Colombie : Les agriculteurs s’opposent à une nouvelle politique foncière jugée socialiste
Bogota, Colombie – Une vague de protestations monte en Colombie face à une nouvelle politique foncière promue par le gouvernement actuel, perçue par de nombreux agriculteurs comme une menace à leur liberté économique et à la sécurité alimentaire du pays. Au cœur du débat se trouve l’imposition d’aires de protection agricole et forestière (APPA) centralisées, accusées de vouloir socialiser les terres agricoles.
selon des sources locales, le gouvernement identifie des dizaines de milliers d’hectares dans plusieurs régions du pays – La Guajira, la savane de Bogotá, l’Antioquia et le Tolima – pour les désigner comme APPA. L’objectif affiché est de réguler l’utilisation des terres, mais les agriculteurs craignent que cela ne se traduise par un contrôle accru de l’État sur leurs exploitations et leurs décisions de production.

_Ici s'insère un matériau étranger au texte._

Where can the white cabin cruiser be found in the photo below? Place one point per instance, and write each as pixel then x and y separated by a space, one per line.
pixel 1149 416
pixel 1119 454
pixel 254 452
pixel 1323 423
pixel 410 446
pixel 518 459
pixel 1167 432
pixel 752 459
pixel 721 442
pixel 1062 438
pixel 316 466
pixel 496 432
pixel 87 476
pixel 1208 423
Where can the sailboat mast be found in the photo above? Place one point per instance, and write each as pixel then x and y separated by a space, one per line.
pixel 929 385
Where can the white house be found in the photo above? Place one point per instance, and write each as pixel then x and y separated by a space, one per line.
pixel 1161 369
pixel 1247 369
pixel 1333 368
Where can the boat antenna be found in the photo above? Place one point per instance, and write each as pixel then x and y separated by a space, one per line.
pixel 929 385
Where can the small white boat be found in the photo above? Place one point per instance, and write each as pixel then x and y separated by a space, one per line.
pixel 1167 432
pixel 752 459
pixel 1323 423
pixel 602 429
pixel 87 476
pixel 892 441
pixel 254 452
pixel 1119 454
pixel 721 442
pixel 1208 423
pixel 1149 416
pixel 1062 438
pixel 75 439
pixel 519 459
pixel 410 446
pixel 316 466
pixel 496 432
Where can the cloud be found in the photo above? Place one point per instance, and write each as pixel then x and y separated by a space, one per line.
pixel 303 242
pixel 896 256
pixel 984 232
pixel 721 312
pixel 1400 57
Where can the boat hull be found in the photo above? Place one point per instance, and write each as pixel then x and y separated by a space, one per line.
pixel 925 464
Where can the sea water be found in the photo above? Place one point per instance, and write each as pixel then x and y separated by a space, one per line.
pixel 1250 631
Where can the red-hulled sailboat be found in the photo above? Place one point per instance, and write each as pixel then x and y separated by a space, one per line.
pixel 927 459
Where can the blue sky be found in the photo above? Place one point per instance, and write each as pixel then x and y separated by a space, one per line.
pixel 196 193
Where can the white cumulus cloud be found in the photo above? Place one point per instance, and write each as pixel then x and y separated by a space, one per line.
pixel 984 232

“Ce qui doit guider les décisions concernant les terres, c’est la valeur perçue par les agriculteurs, et non un bureaucrate de Bogotá”, a déclaré un porte-parole d’une association agricole locale. “L’agriculture est risquée et les agriculteurs ont besoin de liberté pour s’adapter aux fluctuations des prix, aux conditions climatiques et aux avancées technologiques.”
Sécurité alimentaire et revenus ruraux en jeu
Cette controverse intervient dans un contexte de vulnérabilité économique pour de nombreux agriculteurs colombiens. La FAO estime que les revenus ruraux non agricoles représentent près de 40% du revenu total des ménages, soulignant la difficulté pour de nombreux agriculteurs de vivre uniquement de la production agricole. Le coût élevé des intrants agricoles et le manque d’accès au crédit obligent les familles à diversifier leurs sources de revenus.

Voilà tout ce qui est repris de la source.